Scale-Out Backend Network: Inter-node GPU Communication #
Figure 2 shows a logical view of an AI Training (AIT) cluster, which consists of six nodes, each equipped with four GPUs, for a total of 24 GPUs. Each GPU has a dedicated RDMA-enabled network interface card (NIC) that typically operates at 400 to 800 Gbps.
An RDMA-NIC can directly read from and write to a GPU’s VRAM without intervention from the host CPU or interrupt triggers. In this sense, the RDMA-NIC acts as a hardware accelerator that offloads data transfer operations from the CPU, reducing latency and freeing up compute resources.
GPUs with the same local rank number across different nodes connect to the same rail of the Scale-Out Backend network.

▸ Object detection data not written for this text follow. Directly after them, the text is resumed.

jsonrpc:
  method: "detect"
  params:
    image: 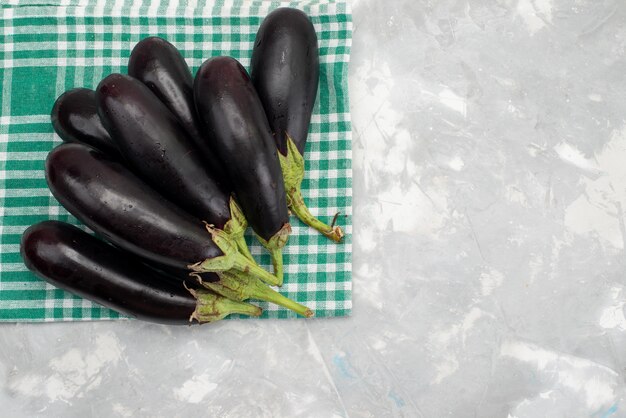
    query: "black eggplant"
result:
[250,8,344,242]
[20,221,261,325]
[50,88,119,155]
[96,74,253,260]
[194,57,291,282]
[46,144,310,316]
[128,36,230,185]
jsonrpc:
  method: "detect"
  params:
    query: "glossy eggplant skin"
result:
[194,57,289,240]
[46,144,223,269]
[96,74,230,229]
[128,36,228,180]
[20,221,196,324]
[250,8,320,156]
[50,88,119,155]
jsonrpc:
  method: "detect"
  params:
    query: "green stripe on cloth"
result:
[0,0,352,321]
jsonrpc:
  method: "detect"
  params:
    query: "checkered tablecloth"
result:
[0,0,352,321]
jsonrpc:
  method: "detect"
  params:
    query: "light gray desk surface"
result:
[0,0,626,418]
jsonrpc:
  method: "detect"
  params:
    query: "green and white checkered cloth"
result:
[0,0,352,321]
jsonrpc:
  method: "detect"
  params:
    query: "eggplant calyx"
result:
[201,272,315,318]
[278,134,344,242]
[185,286,263,324]
[257,223,291,286]
[224,196,256,263]
[187,223,278,286]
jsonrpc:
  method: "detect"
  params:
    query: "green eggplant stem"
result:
[185,286,263,324]
[278,134,345,242]
[192,271,314,318]
[257,223,291,286]
[187,224,280,286]
[224,196,256,264]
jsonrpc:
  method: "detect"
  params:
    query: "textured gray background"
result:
[0,0,626,418]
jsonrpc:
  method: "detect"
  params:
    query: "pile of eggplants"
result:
[21,8,343,324]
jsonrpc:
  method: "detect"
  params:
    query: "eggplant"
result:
[128,36,230,185]
[250,8,344,242]
[46,144,310,316]
[20,221,262,325]
[50,88,119,156]
[96,74,253,260]
[194,57,291,283]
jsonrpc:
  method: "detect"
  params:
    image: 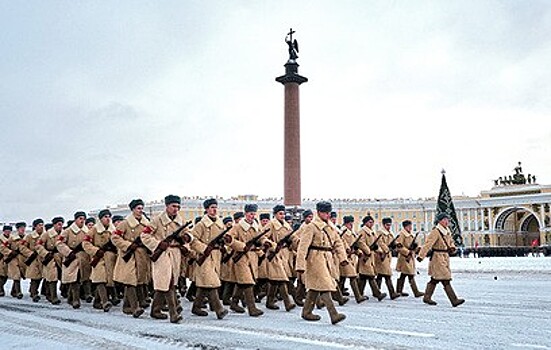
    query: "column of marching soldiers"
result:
[0,195,464,324]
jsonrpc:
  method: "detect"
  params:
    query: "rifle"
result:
[196,228,231,266]
[151,221,191,262]
[63,242,84,267]
[90,240,117,267]
[268,227,300,261]
[25,252,38,266]
[4,250,19,264]
[233,228,270,263]
[221,250,235,264]
[406,231,421,262]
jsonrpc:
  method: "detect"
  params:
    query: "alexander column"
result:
[276,28,308,207]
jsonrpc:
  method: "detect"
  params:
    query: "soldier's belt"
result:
[308,245,333,252]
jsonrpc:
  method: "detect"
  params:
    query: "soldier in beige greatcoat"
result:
[396,220,424,298]
[339,215,367,304]
[417,213,465,307]
[111,199,151,318]
[265,204,296,311]
[56,211,93,309]
[0,222,27,299]
[358,215,386,301]
[20,219,44,303]
[254,213,270,303]
[375,218,400,300]
[82,209,117,312]
[190,198,228,320]
[0,225,12,297]
[228,204,273,317]
[296,202,348,324]
[141,195,184,323]
[36,216,65,305]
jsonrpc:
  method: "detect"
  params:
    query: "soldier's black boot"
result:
[350,277,368,304]
[230,285,245,314]
[165,286,182,323]
[423,278,438,305]
[96,283,113,312]
[107,287,121,306]
[29,279,40,303]
[208,288,228,320]
[396,273,409,297]
[358,275,367,295]
[266,281,279,310]
[82,280,94,303]
[368,277,386,301]
[442,281,465,307]
[222,282,235,305]
[149,291,168,320]
[47,282,61,305]
[0,276,8,297]
[408,275,425,298]
[302,290,321,321]
[191,288,209,317]
[11,280,23,299]
[385,276,400,300]
[278,282,297,312]
[320,292,346,324]
[186,282,197,302]
[67,282,80,309]
[243,286,264,317]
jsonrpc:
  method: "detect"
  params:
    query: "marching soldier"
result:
[20,219,44,303]
[190,198,228,320]
[141,195,184,323]
[56,211,92,309]
[417,213,465,307]
[296,202,348,324]
[220,216,235,304]
[228,204,272,317]
[396,220,424,298]
[264,205,296,311]
[340,215,367,304]
[0,222,27,299]
[358,215,386,301]
[254,213,270,303]
[82,209,118,312]
[111,199,151,318]
[36,216,65,305]
[375,218,400,300]
[0,225,12,297]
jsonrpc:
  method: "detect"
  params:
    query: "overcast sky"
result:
[0,0,551,221]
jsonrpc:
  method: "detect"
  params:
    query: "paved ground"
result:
[0,258,551,349]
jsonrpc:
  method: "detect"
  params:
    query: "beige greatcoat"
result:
[36,227,62,282]
[228,219,273,285]
[264,219,292,282]
[82,222,117,287]
[339,227,358,278]
[375,228,394,276]
[111,213,151,286]
[141,211,185,292]
[0,233,9,277]
[19,231,42,280]
[396,229,415,275]
[56,223,92,284]
[0,232,25,281]
[419,224,455,281]
[190,215,226,288]
[296,215,346,292]
[358,226,379,277]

For example, all GPUs with a local rank of 0 connect to Rail 0, while GPUs with a local rank of 1 connect to Rail 1.
The Scale-Out Backend network is used for inter-node GPU communication and must support low-latency, lossless RDMA message transmission. Its physical topology depends on the scale and scalability requirements of the implementation. Leaf switches can be dedicated to a single rail or support multiple rails through bundled ports, with each port group mapping one-to-one to a rail. Traffic between rails is typically routed through Spine switches. In larger-scale implementations, the network often uses a routed two-tier (3-stage) Clos topology or a pod-based three-tier (5-stage) topology.
The Scale-Out Backend network is primarily used to transmit the results of neural network activation functions to the next layer during the forward pass and to support collective communication for gradient synchronization during the backward pass. However, the communication patterns between GPUs in different nodes depend on the chosen parallelization strategy.
Traffic on the Scale-Out Backend network is characterized by high latency sensitivity, burstiness, low-entropy flows, and a small number of long-lived Elephant Flows. Since it’s common for link utilization to reach maximum capacity during communication phases, efficient congestion control mechanisms must be implemented.
Scale-Up Network: Intra-node GPU Communication #
Intra-node GPU communication occurs over a high-bandwidth, low-latency Scale-Up network, which often uses technologies like NVIDIA NVLink, NVSwitch, and AMD Infinity Fabric, depending on the GPU vendor and server architecture. There are also standard-based, vendor-agnostic solutions like UES (UEC) and UALink (UA Alliance).
These interconnects form a Scale-Up communication channel that allows GPUs within the same node to exchange data directly, bypassing the host CPU and system memory. Solutions like NVLink offer higher bandwidth and lower latency compared to PCIe-based communication.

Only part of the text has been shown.